L'accès dans des bars tournaisiens refusé à un groupe d'amis: "Le problème était notre couleur de peau"

Pour le gérant du bar, il n’est pas question de racisme mais d’une “bonne gestion de son établissement la nuit”.

M.P.
L'accès dans des bars tournaisiens refusé à un groupe d'amis: "Le problème était notre couleur de peau"
©Delfosse

Loin d'être un fidèle sorteur, Thierno s'est pourtant rendu samedi dernier dans le centre de Tournai pour profiter d'une soirée entre amis.
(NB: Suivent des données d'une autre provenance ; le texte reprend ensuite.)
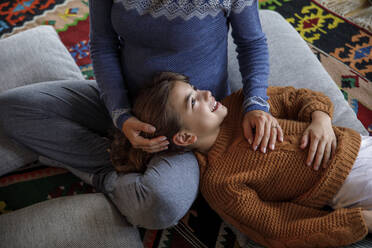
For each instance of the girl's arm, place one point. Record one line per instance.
(309, 106)
(286, 224)
(105, 54)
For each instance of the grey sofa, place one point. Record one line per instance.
(90, 220)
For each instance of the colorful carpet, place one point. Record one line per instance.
(344, 49)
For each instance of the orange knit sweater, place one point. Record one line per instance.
(274, 198)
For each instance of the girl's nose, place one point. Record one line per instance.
(207, 94)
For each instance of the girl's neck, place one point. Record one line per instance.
(205, 143)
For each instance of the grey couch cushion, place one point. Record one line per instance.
(87, 220)
(35, 55)
(292, 63)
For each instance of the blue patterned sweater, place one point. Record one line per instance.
(132, 39)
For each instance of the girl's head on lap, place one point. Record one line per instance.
(189, 118)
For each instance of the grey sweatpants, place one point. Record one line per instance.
(67, 122)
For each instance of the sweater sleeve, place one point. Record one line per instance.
(286, 224)
(297, 104)
(252, 52)
(105, 54)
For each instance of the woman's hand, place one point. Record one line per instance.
(321, 138)
(367, 215)
(132, 129)
(267, 129)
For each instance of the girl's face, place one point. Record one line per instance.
(199, 112)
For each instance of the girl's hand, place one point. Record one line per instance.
(322, 140)
(267, 128)
(367, 215)
(132, 129)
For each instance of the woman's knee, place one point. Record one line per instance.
(16, 107)
(163, 195)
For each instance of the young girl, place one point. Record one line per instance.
(273, 198)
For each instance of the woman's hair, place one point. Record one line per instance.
(151, 106)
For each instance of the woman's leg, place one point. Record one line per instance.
(66, 121)
(163, 194)
(63, 120)
(357, 188)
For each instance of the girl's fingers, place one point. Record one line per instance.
(248, 133)
(158, 149)
(319, 155)
(273, 137)
(327, 155)
(280, 133)
(260, 131)
(304, 140)
(312, 150)
(266, 137)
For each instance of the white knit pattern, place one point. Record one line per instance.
(186, 9)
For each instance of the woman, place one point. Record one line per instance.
(130, 39)
(274, 198)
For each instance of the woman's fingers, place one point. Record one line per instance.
(273, 137)
(266, 137)
(312, 150)
(327, 155)
(319, 155)
(143, 143)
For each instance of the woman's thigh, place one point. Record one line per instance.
(357, 188)
(162, 195)
(62, 120)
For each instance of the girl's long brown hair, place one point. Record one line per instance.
(151, 106)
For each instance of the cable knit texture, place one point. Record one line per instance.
(274, 198)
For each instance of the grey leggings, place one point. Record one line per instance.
(66, 121)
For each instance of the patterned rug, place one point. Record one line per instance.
(343, 48)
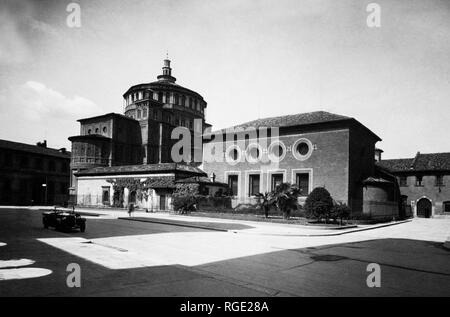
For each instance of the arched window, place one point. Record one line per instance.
(167, 97)
(446, 206)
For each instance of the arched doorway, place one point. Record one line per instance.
(132, 197)
(424, 208)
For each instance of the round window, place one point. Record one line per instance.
(253, 153)
(234, 155)
(302, 149)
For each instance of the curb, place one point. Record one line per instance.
(447, 244)
(326, 234)
(185, 224)
(152, 220)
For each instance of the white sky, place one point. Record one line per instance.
(248, 58)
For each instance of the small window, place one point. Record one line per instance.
(403, 181)
(439, 180)
(38, 164)
(302, 182)
(24, 162)
(277, 151)
(446, 206)
(51, 166)
(277, 179)
(302, 148)
(253, 183)
(234, 154)
(233, 184)
(419, 181)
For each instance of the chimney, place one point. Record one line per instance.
(378, 154)
(42, 144)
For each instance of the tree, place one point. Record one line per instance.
(285, 198)
(264, 202)
(319, 203)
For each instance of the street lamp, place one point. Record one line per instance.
(45, 185)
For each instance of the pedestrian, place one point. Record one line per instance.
(130, 209)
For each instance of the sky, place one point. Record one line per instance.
(249, 59)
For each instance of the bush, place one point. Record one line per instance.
(340, 211)
(284, 197)
(184, 203)
(319, 204)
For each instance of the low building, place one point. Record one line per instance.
(33, 174)
(424, 182)
(148, 186)
(316, 149)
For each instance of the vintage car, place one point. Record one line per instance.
(63, 220)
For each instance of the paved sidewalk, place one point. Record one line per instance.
(230, 225)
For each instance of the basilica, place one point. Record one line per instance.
(123, 159)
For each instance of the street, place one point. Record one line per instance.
(131, 258)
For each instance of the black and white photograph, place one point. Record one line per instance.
(225, 153)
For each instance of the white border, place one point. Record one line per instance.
(269, 177)
(247, 181)
(238, 173)
(297, 155)
(272, 157)
(295, 171)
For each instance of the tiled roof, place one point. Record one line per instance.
(376, 180)
(199, 179)
(160, 182)
(16, 146)
(291, 120)
(421, 162)
(396, 165)
(111, 114)
(144, 168)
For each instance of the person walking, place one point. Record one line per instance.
(130, 209)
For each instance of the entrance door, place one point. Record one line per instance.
(424, 208)
(162, 202)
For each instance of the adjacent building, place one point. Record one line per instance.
(33, 174)
(424, 182)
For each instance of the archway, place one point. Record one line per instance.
(132, 197)
(424, 208)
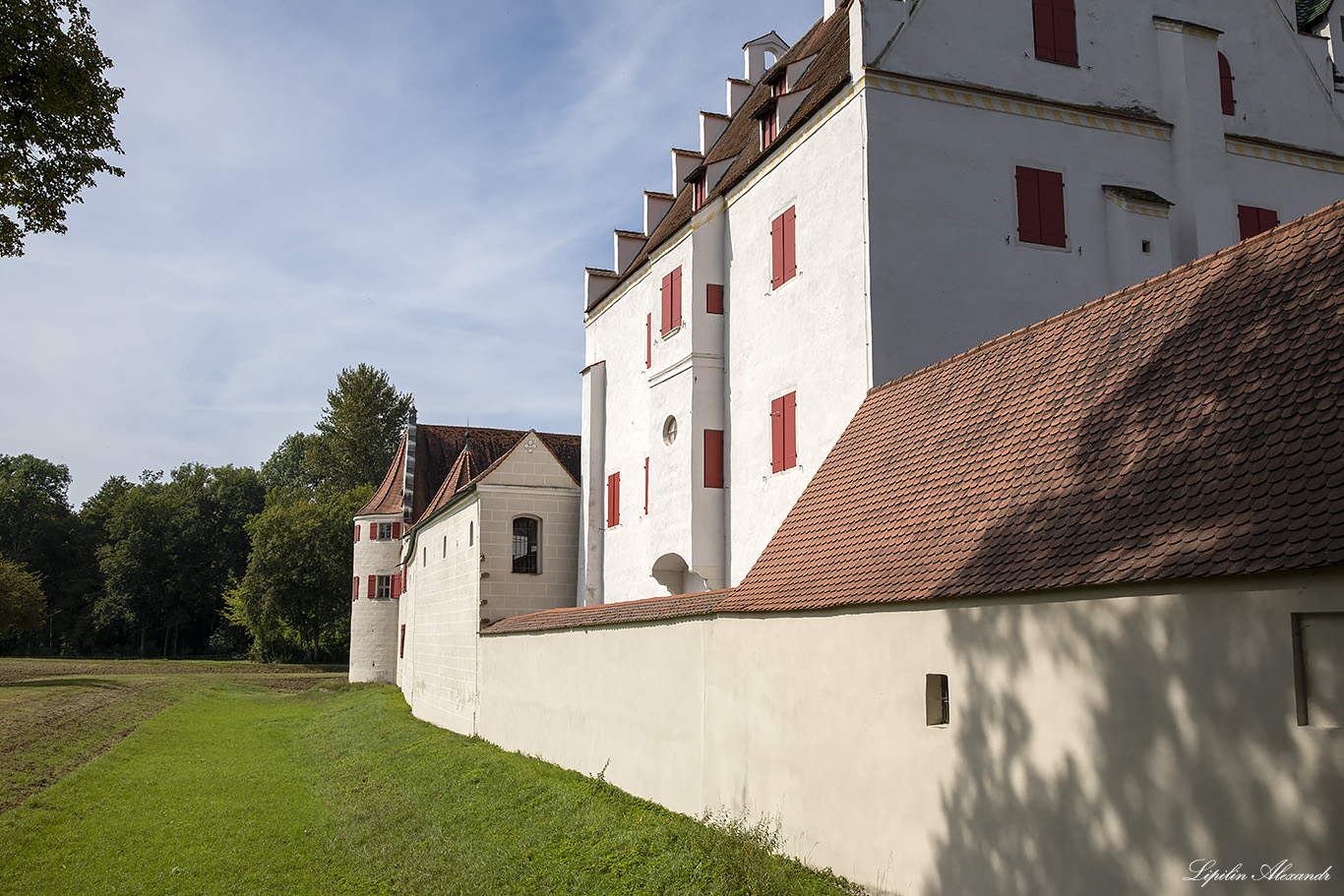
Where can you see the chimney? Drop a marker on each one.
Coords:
(755, 54)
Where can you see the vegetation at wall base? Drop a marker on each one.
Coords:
(238, 789)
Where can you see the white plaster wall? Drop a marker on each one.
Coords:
(441, 613)
(808, 336)
(1278, 91)
(373, 624)
(1101, 739)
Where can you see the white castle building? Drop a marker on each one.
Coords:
(875, 205)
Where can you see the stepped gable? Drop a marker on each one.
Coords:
(828, 40)
(1191, 426)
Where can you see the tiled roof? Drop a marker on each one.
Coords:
(1187, 426)
(1191, 426)
(828, 40)
(438, 458)
(1311, 12)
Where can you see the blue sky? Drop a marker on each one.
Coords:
(316, 183)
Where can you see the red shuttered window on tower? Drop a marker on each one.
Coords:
(784, 264)
(1040, 208)
(784, 451)
(613, 500)
(714, 298)
(1057, 31)
(1225, 77)
(1255, 220)
(714, 458)
(671, 301)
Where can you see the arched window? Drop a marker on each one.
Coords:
(1225, 77)
(527, 544)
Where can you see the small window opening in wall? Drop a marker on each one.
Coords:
(937, 709)
(525, 546)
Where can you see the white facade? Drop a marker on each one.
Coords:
(461, 573)
(907, 243)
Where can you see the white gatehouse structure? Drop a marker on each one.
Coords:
(884, 525)
(905, 182)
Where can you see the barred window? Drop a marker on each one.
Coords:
(525, 546)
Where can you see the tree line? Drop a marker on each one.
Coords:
(223, 561)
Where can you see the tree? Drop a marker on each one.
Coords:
(172, 551)
(296, 591)
(288, 465)
(22, 602)
(57, 114)
(359, 432)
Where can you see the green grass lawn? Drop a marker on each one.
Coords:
(238, 789)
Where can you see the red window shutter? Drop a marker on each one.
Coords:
(1249, 220)
(1043, 21)
(777, 252)
(714, 458)
(777, 436)
(1269, 219)
(1028, 205)
(1053, 209)
(665, 318)
(1255, 220)
(1225, 77)
(714, 298)
(676, 298)
(1066, 32)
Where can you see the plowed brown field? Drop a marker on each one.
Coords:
(57, 715)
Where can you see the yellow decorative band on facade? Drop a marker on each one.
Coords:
(992, 102)
(1140, 209)
(1286, 156)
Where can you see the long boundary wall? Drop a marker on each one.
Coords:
(1101, 741)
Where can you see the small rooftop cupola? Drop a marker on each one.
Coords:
(756, 51)
(408, 481)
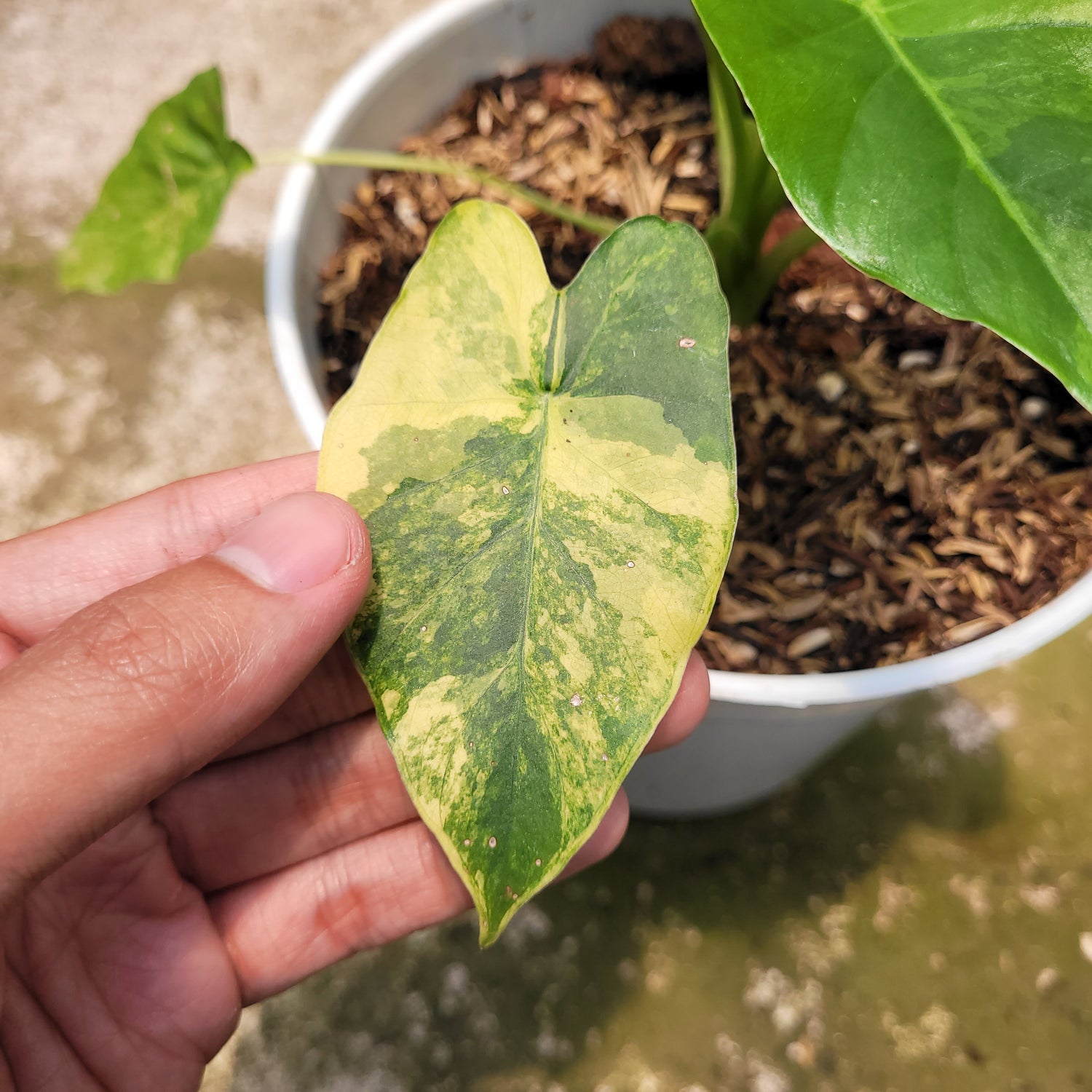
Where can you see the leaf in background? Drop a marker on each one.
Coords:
(550, 483)
(941, 146)
(161, 203)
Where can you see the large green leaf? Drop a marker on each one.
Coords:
(550, 483)
(161, 203)
(941, 146)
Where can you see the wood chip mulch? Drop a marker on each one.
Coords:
(906, 483)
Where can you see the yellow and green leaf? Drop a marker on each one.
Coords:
(550, 483)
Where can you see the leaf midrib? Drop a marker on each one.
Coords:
(978, 164)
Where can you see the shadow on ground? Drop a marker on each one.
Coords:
(435, 1013)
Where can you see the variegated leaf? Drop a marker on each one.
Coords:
(550, 483)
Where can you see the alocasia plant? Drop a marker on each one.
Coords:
(550, 491)
(548, 475)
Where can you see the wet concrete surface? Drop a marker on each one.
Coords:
(915, 915)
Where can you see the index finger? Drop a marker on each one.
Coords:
(50, 574)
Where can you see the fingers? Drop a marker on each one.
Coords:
(687, 710)
(242, 819)
(333, 692)
(283, 927)
(137, 692)
(246, 818)
(48, 576)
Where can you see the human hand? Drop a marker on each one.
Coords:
(197, 807)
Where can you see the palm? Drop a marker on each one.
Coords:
(128, 965)
(124, 967)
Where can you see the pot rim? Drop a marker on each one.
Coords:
(290, 352)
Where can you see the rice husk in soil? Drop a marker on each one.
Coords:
(906, 483)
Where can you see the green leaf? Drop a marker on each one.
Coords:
(550, 483)
(941, 146)
(161, 203)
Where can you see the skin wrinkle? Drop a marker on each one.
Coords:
(119, 913)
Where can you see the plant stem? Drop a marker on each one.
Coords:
(751, 294)
(729, 127)
(421, 165)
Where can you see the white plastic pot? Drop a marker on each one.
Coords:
(761, 731)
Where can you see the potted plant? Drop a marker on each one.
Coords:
(1022, 238)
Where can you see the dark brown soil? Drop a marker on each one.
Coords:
(906, 483)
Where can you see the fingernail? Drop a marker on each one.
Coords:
(298, 542)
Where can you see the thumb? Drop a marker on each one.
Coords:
(137, 692)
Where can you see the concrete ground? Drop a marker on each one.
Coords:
(917, 915)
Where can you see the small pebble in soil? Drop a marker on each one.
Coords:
(806, 644)
(1046, 980)
(1085, 946)
(917, 358)
(1034, 408)
(831, 386)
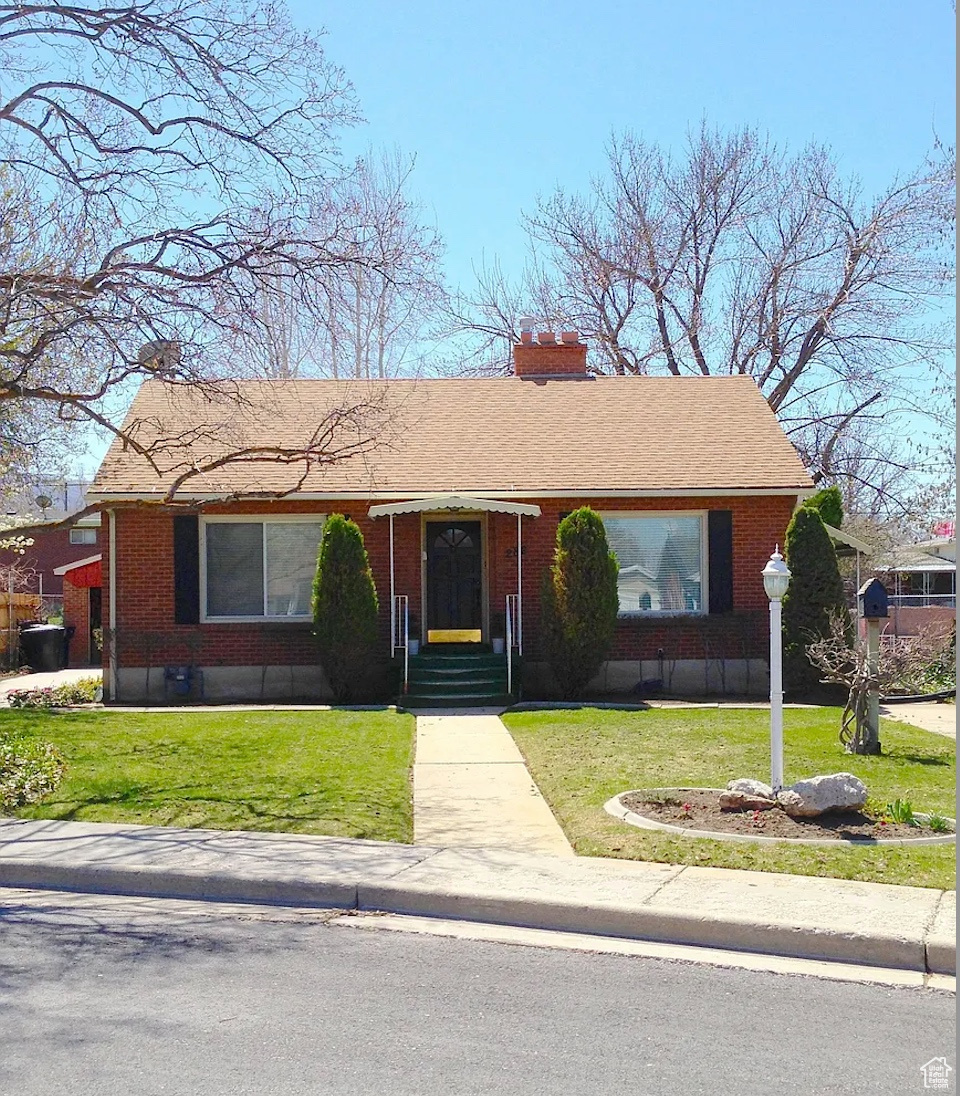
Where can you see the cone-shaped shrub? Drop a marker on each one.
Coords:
(829, 503)
(344, 609)
(579, 602)
(815, 592)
Arrivé sur la Grand-Place, le groupe, composé de personnes noires de peau dont certains fréquentent la Croix Rouge, a décidé de prendre un verre au Central. "A l'entrée, le vigile nous a refusé le passage en indiquant qu'il fallait s'adresser au gérant. Réponse incompréhensible puisque d'autres personnes entraient et sortaient comme dans un moulin", précise Thierno. Afin d'éviter une éventuelle altercation, le groupe d'amis a pris la décision de se rendre au niveau des Quais. "Nous voulions occuper une terrasse. De nouveau, un homme nous a dit qu'il était impossible de s'installer malgré des places non occupées. De ce fait, nous nous sommes dirigés vers l'intérieur où un vigile nous a interceptés en déclarant qu'un anniversaire était en train d'être célébré. Malgré notre volonté de comprendre cette attitude, nous sommes retournés sur nos pas d'autant plus que le vigile montait sur ses grands chevaux".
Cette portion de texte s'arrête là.